Re: [Python-Dev] More on Py3K urllib -- urlencode()

March 7, 2009

      After a harder look, I concluded there was a bit more work to be done, 
but still very basic modifications.

Attached is a version of urlencode() which seems to make the most sense 
to me.

I wonder how I could officially propose at least some of these 
modifications.

- Dan

Bill Janssen wrote:
...
Bill Janssen <janssen@parc.com> wrote:
...
Dan Mahn <dan.mahn@digidescorp.com> wrote:
...
3) Regarding the following code fragment in urlencode():
k = quote_plus(str(k))
          if isinstance(v, str):
               v = quote_plus(v)
               l.append(k + '=' + v)
           elif isinstance(v, str):
               # is there a reasonable way to convert to ASCII?
               # encode generates a string, but "replace" or "ignore"
               # lose information and "strict" can raise UnicodeError
               v = quote_plus(v.encode("ASCII","replace"))
               l.append(k + '=' + v)
I don't understand how the "elif" section is invoked, as it uses the
same condition as the "if" section.
This looks like a 2->3 bug; clearly only the second branch should be
used in Py3K.  And that "replace" is also a bug; it should signal an
error on encoding failures.  It should probably catch UnicodeError and
explain the problem, which is that only Latin-1 values can be passed in
the query string.  So the encode() to "ASCII" is also a mistake; it
should be "ISO-8859-1", and the "replace" should be a "strict", I think.
Sorry!  In 3.0.1, this whole thing boils down to
l.append(quote_plus(k) + '=' + quote_plus(v))
Bill
def urlencode(query, doseq=0, safe='', encoding=None, errors=None):
    """Encode a sequence of two-element tuples or dictionary into a URL query string.

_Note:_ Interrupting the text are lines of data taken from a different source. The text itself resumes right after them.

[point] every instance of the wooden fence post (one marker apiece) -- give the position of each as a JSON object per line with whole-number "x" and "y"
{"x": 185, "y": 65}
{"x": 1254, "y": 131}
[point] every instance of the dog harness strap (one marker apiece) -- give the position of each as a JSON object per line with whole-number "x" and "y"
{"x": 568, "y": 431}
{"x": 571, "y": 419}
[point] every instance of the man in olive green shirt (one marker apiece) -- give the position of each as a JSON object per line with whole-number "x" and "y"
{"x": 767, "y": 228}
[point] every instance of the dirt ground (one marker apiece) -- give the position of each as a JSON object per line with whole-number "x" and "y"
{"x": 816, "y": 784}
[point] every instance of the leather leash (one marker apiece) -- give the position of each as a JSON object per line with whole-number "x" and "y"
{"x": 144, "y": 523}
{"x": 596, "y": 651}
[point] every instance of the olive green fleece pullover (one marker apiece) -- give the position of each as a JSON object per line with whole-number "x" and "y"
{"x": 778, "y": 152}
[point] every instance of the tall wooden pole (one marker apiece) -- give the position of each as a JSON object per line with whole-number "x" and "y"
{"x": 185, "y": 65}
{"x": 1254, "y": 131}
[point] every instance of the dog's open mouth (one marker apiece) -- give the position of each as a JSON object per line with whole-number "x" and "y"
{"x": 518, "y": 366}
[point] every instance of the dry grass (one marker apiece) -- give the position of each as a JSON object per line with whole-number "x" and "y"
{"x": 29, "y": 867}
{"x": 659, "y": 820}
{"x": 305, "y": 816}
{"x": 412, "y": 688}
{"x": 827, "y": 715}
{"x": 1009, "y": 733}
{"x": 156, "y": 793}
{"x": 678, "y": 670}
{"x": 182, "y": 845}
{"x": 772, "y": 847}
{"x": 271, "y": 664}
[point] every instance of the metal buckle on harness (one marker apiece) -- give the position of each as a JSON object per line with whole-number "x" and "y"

    If any values in the query arg are sequences and doseq is true, each
    sequence element is converted to a separate parameter.

    If the query arg is a sequence of two-element tuples, the order of the
    parameters in the output will match the order of parameters in the
    input.
    """

    if hasattr(query,"items"):
        # mapping objects
        query = query.items()
    else:
        # it's a bother at times that strings and string-like objects are
        # sequences...
        try:
            # non-sequence items should not work with len()
            # non-empty strings will fail this
            if len(query) and not isinstance(query[0], tuple):
                raise TypeError
            # zero-length sequences of all types will get here and succeed,
            # but that's a minor nit - since the original implementation
            # allowed empty dicts that type of behavior probably should be
            # preserved for consistency
        except TypeError:
            ty,va,tb = sys.exc_info()
            raise TypeError("not a valid non-string sequence or mapping object").with_traceback(tb)

    l = []
    if not doseq:
        # preserve old behavior
        for k, v in query:
            k = quote_plus(k if isinstance(k, (str,bytes)) else str(k), safe, encoding, errors)
            v = quote_plus(v if isinstance(v, (str,bytes)) else str(v), safe, encoding, errors)
            l.append(k + '=' + v)
    else:
        for k, v in query:
            k = quote_plus(k if isinstance(k, (str,bytes)) else str(k), safe, encoding, errors)
            if isinstance(v, str):
                v = quote_plus(v if isinstance(v, (str,bytes)) else str(v), safe, encoding, errors)
                l.append(k + '=' + v)
            else:
                try:
                    # is this a sufficient test for sequence-ness?
                    x = len(v)
                except TypeError:
                    # not a sequence
                    v = quote_plus(str(v))
                    l.append(k + '=' + v)
                else:
                    # loop over the sequence
                    for elt in v:
                        elt = quote_plus(elt if isinstance(elt, (str,bytes)) else str(elt), safe, encoding, errors)
                        l.append(k + '=' + elt)
    return '&'.join(l)